データが削除されていることが分かります。
ドキュメントをアプリから作成する
新規にドキュメントを作成しましょう。データを新規作成するメソッドは下記です。コレクションを指定してデータ作成を実行しています。
void createDoc() async {
FirebaseFirestore.instance.collection('texts').add({'body': '新規作成データです。'});
}
lib/firestore_texts.dart は下記のようにしました。
lib/firestore_texts.dart
import 'package:flutter/material.dart';
import 'package:cloud_firestore/cloud_firestore.dart';
class FirestoreTexts extends StatelessWidget {
const FirestoreTexts({super.key});
void createDoc() async {
FirebaseFirestore.instance.collection('texts').add({'body': '新規作成データです。
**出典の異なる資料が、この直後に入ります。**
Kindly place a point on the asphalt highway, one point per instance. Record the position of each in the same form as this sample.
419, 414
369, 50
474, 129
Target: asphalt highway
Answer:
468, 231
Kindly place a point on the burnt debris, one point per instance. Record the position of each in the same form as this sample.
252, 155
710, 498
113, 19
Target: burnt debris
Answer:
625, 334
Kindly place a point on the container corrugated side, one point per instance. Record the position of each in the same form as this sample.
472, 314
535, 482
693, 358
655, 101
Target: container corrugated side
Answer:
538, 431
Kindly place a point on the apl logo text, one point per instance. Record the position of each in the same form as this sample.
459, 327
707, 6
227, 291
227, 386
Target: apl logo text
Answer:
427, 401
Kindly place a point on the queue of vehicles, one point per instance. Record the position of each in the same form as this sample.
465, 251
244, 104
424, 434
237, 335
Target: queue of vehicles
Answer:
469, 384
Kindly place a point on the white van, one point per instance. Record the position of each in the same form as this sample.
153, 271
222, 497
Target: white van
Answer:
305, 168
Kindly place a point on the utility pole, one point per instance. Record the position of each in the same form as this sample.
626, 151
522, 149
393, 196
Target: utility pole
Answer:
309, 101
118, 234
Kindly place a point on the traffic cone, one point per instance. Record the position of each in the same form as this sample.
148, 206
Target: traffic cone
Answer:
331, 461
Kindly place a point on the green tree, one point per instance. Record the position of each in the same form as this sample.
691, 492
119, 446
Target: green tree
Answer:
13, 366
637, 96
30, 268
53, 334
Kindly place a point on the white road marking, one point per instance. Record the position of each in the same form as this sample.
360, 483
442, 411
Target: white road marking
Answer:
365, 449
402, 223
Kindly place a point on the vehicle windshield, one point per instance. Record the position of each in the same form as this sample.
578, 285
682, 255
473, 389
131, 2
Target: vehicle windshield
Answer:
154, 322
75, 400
'});
}
@override
Widget build(BuildContext context) {
return Scaffold(
appBar: AppBar(title: const Text('タイトル')),
body: Center(
child: GestureDetector(
onTap: () {
createDoc();
},
child: const Text('タップで新規作成')),
),
);
}
}
シミュレータで表示された「タップで削除」の文字をタップしてFirestoreのデータを確認すると、

データが新規作成されていることが分かります。
最後に
今回はFirestoreの設定方法やアプリからのデータのCRUD方法についてご紹介しました。データ取得後のUI表示についてはWidgetの使い方を考える必要があったりはするのですが、CRUDのメソッド自体は直感的で分かりやすいなと思いました。